Finance Undersecretary Crisanta Legaspi said the Privatization Management Office (PMO) would auction off on December 3 the right to develop the remaining 4,360-square-meter Fujimi property under a five-year lease.
She said the DOF had qualified three of the nine pre-qualified bidders. The agency earlier was expecting 22 parties to submit bids.
“It’s not a sale. It’s a lease and it’s allowed under the law. If we were restrained by appropriate authorities on the basis of these allegations, probably we will have to stop,” Finance Undersecretary Estela Sales, who heads the DOF Revenue Operations Group, said, referring to the growing opposition to the Fujimi property privatization.
“But there are no such restraints whether from the executive or the judiciary, so we have to follow our mandate,” she said.

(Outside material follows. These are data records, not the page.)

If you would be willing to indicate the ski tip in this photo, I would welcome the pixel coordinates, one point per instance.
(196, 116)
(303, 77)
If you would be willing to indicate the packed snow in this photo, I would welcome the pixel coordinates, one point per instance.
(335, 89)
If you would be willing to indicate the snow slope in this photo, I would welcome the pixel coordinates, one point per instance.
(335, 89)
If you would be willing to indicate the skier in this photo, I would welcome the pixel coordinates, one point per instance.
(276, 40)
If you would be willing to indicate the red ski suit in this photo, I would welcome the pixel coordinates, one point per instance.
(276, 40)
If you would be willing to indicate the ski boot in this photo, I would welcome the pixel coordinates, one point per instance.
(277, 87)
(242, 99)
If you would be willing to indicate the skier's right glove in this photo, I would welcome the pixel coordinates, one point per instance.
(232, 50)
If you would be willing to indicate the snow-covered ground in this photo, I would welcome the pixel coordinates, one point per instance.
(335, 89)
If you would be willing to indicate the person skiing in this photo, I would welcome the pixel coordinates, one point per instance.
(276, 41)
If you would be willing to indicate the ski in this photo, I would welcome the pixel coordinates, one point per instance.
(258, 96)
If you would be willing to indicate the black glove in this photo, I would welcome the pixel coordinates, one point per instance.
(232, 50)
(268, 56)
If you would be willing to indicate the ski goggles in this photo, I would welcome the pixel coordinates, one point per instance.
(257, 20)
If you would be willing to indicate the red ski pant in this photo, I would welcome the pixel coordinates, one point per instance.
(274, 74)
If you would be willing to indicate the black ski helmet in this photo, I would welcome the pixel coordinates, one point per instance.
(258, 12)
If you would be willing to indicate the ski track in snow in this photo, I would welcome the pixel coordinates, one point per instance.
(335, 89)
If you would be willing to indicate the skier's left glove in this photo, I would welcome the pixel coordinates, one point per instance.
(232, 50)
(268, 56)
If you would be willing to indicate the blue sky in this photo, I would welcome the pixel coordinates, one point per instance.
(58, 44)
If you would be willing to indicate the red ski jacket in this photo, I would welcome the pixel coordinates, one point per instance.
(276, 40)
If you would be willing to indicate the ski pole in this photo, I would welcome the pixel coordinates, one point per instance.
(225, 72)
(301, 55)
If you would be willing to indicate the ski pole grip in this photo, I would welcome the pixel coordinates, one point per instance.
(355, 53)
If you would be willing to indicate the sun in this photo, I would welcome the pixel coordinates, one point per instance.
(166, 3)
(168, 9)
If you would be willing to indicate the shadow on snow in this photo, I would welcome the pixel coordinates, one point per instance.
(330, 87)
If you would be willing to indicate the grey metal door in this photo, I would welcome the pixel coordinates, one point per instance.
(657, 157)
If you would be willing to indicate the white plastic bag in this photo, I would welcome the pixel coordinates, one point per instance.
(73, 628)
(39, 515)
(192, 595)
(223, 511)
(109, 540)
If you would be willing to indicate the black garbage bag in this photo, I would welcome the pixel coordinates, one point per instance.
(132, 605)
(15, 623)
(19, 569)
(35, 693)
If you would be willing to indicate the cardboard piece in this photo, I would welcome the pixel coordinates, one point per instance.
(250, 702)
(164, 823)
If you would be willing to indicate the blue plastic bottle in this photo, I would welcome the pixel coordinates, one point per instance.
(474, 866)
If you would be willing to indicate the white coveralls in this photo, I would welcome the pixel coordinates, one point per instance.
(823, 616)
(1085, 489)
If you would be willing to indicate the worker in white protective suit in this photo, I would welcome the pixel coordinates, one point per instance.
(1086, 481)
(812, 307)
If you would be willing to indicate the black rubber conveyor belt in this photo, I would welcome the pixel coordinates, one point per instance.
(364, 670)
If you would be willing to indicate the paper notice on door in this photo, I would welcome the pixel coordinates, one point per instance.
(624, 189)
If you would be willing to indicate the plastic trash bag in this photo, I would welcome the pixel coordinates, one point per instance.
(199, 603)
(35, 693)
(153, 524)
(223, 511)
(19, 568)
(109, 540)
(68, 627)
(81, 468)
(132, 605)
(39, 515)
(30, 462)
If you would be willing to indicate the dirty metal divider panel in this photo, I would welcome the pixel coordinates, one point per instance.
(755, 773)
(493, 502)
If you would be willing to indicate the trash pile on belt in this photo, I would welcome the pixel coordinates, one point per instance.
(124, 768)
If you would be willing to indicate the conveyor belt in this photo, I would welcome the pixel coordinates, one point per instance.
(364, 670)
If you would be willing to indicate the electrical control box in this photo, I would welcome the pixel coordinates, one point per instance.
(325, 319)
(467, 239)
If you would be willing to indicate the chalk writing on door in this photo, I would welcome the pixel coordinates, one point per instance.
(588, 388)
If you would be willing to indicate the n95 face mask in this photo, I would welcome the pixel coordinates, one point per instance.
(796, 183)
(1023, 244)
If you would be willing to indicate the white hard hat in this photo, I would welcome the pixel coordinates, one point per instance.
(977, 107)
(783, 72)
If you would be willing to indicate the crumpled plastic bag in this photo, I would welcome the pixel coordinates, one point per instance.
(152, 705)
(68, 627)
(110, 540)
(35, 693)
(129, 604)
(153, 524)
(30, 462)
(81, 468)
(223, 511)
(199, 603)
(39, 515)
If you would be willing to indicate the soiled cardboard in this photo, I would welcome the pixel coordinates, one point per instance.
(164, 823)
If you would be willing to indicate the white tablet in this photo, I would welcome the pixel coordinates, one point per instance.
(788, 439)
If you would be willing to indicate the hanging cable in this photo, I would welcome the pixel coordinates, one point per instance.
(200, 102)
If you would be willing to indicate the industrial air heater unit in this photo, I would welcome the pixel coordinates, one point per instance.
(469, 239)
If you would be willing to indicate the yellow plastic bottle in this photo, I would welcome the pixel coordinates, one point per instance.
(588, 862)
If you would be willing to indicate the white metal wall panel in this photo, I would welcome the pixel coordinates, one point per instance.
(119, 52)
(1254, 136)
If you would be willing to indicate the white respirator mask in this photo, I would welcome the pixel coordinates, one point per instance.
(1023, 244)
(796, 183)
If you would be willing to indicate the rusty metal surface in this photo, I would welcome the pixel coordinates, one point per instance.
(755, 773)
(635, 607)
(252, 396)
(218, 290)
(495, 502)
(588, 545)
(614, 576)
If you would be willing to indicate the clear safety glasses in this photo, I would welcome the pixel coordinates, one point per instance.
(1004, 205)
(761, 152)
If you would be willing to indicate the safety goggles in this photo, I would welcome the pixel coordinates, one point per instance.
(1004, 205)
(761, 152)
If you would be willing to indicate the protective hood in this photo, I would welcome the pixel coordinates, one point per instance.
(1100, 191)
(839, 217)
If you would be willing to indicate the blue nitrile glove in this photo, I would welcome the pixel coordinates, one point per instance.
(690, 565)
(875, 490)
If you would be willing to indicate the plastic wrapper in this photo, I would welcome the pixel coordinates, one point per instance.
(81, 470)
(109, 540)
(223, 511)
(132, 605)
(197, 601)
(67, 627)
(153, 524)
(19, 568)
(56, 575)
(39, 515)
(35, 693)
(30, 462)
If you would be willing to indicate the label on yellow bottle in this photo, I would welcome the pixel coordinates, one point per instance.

While the matter had been threshed out, the DOF is preparing a statement on the issue, she said. Those opposed to the disposition of the Fujimi property had said that the plan for the lot would lay to waste a historical landmark.
Sales admitted that the ambassador’s residence would be torn down to give way to a planned 21-story structure.
Members of Save Fujimi Property International Network, a group of Filipinos and Japanese in Tokyo, buck Manila’s plan to lease out its Fujimi property, saying that the Arroyo administration must “preserve the shared cultural and historical rights” of both nations.
Located in upscale Fujimi Cho, Chiyoda-Ku, the property serves as the official residence of Philippine ambassadors to Japan. In 1943, the Philippines bought the property, which has a 1952-dated marker from the Philippine National Historical Institute certifying that the structure was built during the Tokugawa Era.
Legaspi said the privatization would help the government raise revenues to finance vital projects.
The government expects to earn P3 billion to P6 billion from its privatization.
The government has managed to raise about P1 billion in revenues from its P30-billion privatization program this year. With barely two months before the end of the year, some groups have raised concerns about any midnight sale of state assets in so far as these items fail to command a premium among potential buyers.
The budget deficit at end-October had reached P266.1 billion, or P16.1 billion higher than the full-year program of P250 billion.
Finance Secretary Margarito Teves had said that the Supreme Court would give a favorable decision, clearing the sale of the government’s 24-percent stake in San Miguel Corp. (SMC).
He said the sale of the state’s interest in SMC alone would give the government a comfortable margin below the full-year deficit program. The SMC stake is seen to generate P50 billion.
Teves had said the worst-case scenario involved a deficit of P300 billion, while a likely scenario would yield a P280 billion funding shortfall.